Siendo fieles al relato de la Ultima Cena y empleando exactamente las mismas palabras de Nuestro Señor, las especies sacramentales quedan transubstanciadas en el Cuerpo y Sangre de Cristo lo que constituye la esencia misma de la Misa.

Misterium Fidei
La Consagración
Todas las anáforas nos llevan por distintos caminos a la Última Cena. Es el momento sublime sobre toda ponderación, en que el sacerdote oficiante deja de ser en cierto modo él mismo para consagrar
“in persona Christi” (personalmente, como Cristo, en persona de Cristo) el pan y el vino diciendo:

“Tomad y comed todos de él porque esto es mi Cuerpo, que será entregado por vosotros. Tomad y bebed todos de él porque éste es el cáliz de mi Sangre, Sangre de la alianza nueva y eterna que será derramada por vosotros y por todos los hombres para el perdón de los pecados. Haced esto en conmemoración mía.”

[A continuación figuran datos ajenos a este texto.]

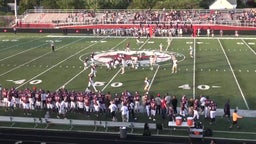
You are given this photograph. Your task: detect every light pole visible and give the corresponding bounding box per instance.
[14,0,18,24]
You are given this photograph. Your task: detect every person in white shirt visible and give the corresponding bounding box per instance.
[159,43,163,52]
[189,46,194,58]
[108,101,118,121]
[120,103,129,122]
[193,108,199,121]
[172,57,178,73]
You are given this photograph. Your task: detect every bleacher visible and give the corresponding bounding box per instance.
[0,116,156,133]
[19,9,255,26]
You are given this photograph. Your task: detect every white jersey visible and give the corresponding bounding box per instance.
[172,59,178,66]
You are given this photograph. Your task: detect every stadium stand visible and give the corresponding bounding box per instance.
[17,9,255,26]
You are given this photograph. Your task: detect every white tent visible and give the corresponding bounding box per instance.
[209,0,234,10]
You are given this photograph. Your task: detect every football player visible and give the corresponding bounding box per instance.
[144,77,150,92]
[172,56,178,73]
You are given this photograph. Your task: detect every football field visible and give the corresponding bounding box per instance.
[0,33,256,110]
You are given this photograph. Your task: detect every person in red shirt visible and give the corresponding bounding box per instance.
[229,109,243,129]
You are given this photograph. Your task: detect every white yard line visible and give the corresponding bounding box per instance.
[17,38,106,88]
[0,43,48,61]
[193,38,196,99]
[148,65,160,91]
[56,38,127,91]
[0,39,83,76]
[218,39,250,110]
[56,67,89,91]
[241,39,256,55]
[165,38,173,52]
[139,39,149,50]
[0,37,44,52]
[101,69,121,91]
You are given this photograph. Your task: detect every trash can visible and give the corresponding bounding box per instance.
[120,127,127,139]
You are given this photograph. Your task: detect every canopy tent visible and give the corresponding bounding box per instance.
[209,0,235,10]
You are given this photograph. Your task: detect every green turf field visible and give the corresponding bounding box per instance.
[0,33,256,110]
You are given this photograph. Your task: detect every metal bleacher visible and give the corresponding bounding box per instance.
[19,9,256,26]
[0,116,156,133]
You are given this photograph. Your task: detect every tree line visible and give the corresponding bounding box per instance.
[0,0,256,14]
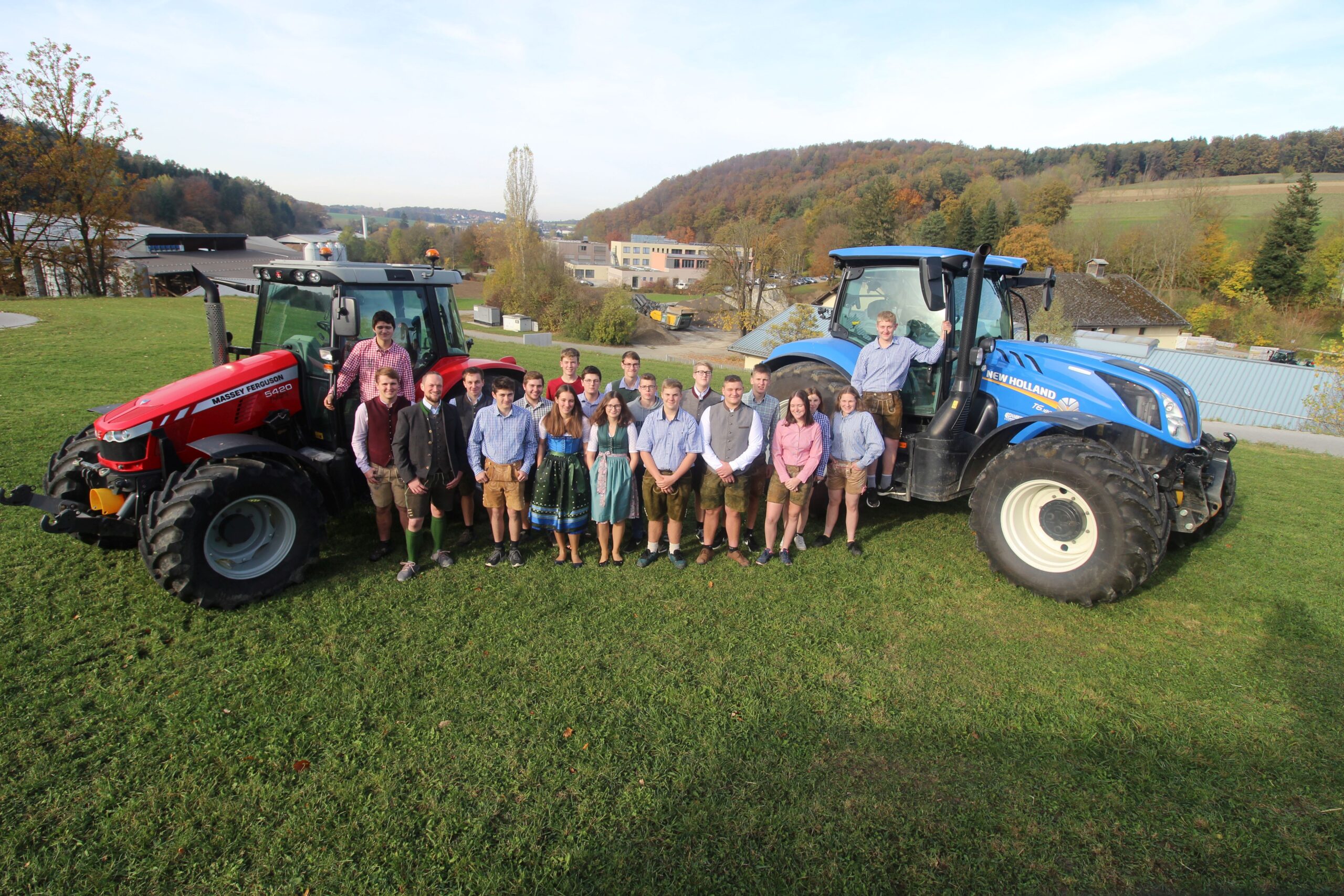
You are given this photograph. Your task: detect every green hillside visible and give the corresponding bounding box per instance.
[1068,173,1344,242]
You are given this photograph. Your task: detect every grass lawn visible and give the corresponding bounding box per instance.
[0,300,1344,894]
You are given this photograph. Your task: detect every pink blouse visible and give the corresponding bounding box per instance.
[770,420,821,481]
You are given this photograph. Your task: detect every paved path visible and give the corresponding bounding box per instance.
[1203,420,1344,457]
[0,312,38,329]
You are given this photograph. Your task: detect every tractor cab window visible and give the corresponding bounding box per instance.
[833,267,946,416]
[951,277,1012,348]
[341,285,434,372]
[434,286,466,355]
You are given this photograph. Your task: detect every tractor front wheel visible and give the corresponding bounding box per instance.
[140,458,327,610]
[970,435,1167,606]
[41,423,136,551]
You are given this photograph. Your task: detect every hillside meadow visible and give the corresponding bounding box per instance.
[0,300,1344,896]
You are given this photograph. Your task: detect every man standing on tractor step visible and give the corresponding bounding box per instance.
[350,367,410,563]
[322,309,415,411]
[393,371,466,582]
[447,367,490,548]
[466,376,536,567]
[849,312,951,508]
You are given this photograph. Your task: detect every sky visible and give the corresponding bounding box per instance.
[0,0,1344,220]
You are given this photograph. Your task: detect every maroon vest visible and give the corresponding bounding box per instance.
[364,395,410,466]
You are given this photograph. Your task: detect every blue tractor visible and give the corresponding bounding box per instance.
[765,246,1236,606]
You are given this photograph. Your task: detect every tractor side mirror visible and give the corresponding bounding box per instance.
[332,296,359,339]
[919,258,948,312]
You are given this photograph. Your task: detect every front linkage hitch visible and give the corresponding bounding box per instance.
[0,485,136,539]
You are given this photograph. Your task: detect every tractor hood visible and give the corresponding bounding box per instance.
[981,340,1200,447]
[93,349,298,438]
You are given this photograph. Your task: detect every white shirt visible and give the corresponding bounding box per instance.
[700,404,765,473]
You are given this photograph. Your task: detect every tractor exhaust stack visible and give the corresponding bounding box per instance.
[191,265,228,367]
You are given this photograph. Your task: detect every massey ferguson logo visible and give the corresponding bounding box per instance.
[192,367,296,414]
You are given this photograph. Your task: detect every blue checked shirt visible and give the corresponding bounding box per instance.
[849,336,943,395]
[812,414,831,480]
[831,411,884,466]
[742,389,780,463]
[466,404,536,474]
[634,407,704,471]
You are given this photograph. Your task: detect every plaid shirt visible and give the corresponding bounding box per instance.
[742,389,780,463]
[333,339,415,402]
[466,404,538,474]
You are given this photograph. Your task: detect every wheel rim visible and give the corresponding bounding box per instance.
[999,480,1097,572]
[206,494,298,579]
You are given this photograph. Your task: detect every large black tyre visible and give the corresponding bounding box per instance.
[1171,458,1236,550]
[41,423,136,551]
[769,361,849,416]
[140,457,327,610]
[970,435,1169,606]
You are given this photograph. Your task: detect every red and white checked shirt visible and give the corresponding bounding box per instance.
[334,339,415,402]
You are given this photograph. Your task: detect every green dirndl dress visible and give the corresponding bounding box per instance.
[528,435,591,533]
[589,425,640,523]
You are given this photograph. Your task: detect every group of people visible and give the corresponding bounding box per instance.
[327,312,948,582]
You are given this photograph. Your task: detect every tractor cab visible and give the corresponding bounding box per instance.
[244,260,472,445]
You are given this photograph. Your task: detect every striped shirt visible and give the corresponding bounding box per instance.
[332,339,415,402]
[831,411,884,466]
[849,336,943,395]
[742,389,780,463]
[466,404,538,474]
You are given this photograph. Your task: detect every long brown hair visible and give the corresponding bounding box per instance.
[589,392,634,426]
[542,383,583,437]
[783,389,816,426]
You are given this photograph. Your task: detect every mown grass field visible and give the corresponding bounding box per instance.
[0,300,1344,894]
[1068,173,1344,240]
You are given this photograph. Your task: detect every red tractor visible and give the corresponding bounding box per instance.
[0,258,523,608]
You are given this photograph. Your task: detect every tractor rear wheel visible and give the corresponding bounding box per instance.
[1171,459,1236,550]
[970,435,1168,606]
[140,457,327,610]
[41,423,136,551]
[768,361,849,419]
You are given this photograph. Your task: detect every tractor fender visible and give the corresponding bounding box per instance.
[960,411,1111,490]
[187,433,351,511]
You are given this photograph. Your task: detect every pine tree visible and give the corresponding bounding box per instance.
[1251,172,1321,301]
[852,175,897,246]
[976,199,1001,246]
[953,201,980,251]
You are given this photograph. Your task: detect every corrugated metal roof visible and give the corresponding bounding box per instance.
[1140,348,1327,430]
[729,305,831,357]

Haciendo presente por su ministerio, real y verdaderamente a Cristo el Señor, con su Cuerpo, Sangre, Alma y Divinidad. ¡Cristo, Dios y Hombre, se hace presente en cada altar de la Iglesia Católica! Suprimiendo con su todo poder las distancias y los tiempos, multiplica su Presencia Real en nuestros altares para consumar su Sacrificio hasta el fin de los tiempos.

La Elevación
Con toda razón decimos que este hecho es un
“Misterium Fidei”: un misterio de FE. En contra de todas las apariencias, tan solo por la fe sin discusiones que la Iglesia tiene en la Palabra del Señor, somos capaces de creer hecho tan prodigioso. A la entrega total, absoluta, radical de Dios Encarnado a los hombres, corresponde una Fe no menos total, absoluta y radical. ¡No podía ser de otra manera!

Cristo está en nuestros altares realmente presente y realmente muerto. Signo eficaz de la muerte redentora de Cristo, es la CONSAGRACIÓN por separado del Cuerpo y la Sangre. Así como en el Calvario, Jesús murió, al derramar su Sangre, así está muerto por nosotros en el altar. Cada altar católico en el mundo entero, es un Calvario en donde se sacrifica a la única Víctima capaz de
“perdonar el pecado del mundo”. Toda la fuerza redentora del sacrificio de la cruz, está Presente en el altar, salvando permanentemente a la humanidad pecadora.

Si en el Ofertorio no teníamos otra cosa que ofrecer al Padre sino un poco de pan y vino y nuestras pobres buenas obras, ahora la Iglesia tiene por fin
“al Cordero de Dios” que se ofrece a Sí mismo y a quien ofrecernos inmediatamente después de la Consagración. Y además, nos ofrecemos a nosotros mismos junto con la Víctima Divina, completando en nosotros, Cuerpo Místico del Señor, los sufrimientos de Jesucristo. Toda la Iglesia es sacerdotal y toda la Iglesia es víctima con Cristo el Señor.

Todas las anáforas terminan espléndidamente con una pequeña elevación de nuestra Víctima hacia Dios Padre, acompañando el gesto oferente con las palabras
“Por Cristo, con Él y en Él, a Ti Dios Padre omnipotente, en la unidad del Espíritu Santo, todo honor y toda gloria por los siglos de los siglos.”

Podríamos decir que esta oración, es el resumen de toda la Misa, es por el hecho prodigioso de que Jesús está presente en nuestros altares que podemos dar al Padre Eterno, por el Espíritu Santo, la gloria que se merece. Y la Iglesia se atreve, con la seguridad que le da la FE a proclamar que esto repercutirá “por los siglos de los siglos”. A estas palabras eminentemente sacerdotales, el pueblo fiel responde con el Amén más solemne de la Misa, que debe resonar vibrantemente, con la fuerza de un pueblo que se sabe salvado por Cristo Jesús, capaz de adorar al Padre Eterno con toda propiedad porque en la Eucaristía, y solo en Ella, Cristo con su Iglesia es quien rinde honores al Padre de todos, en el Espíritu Santo.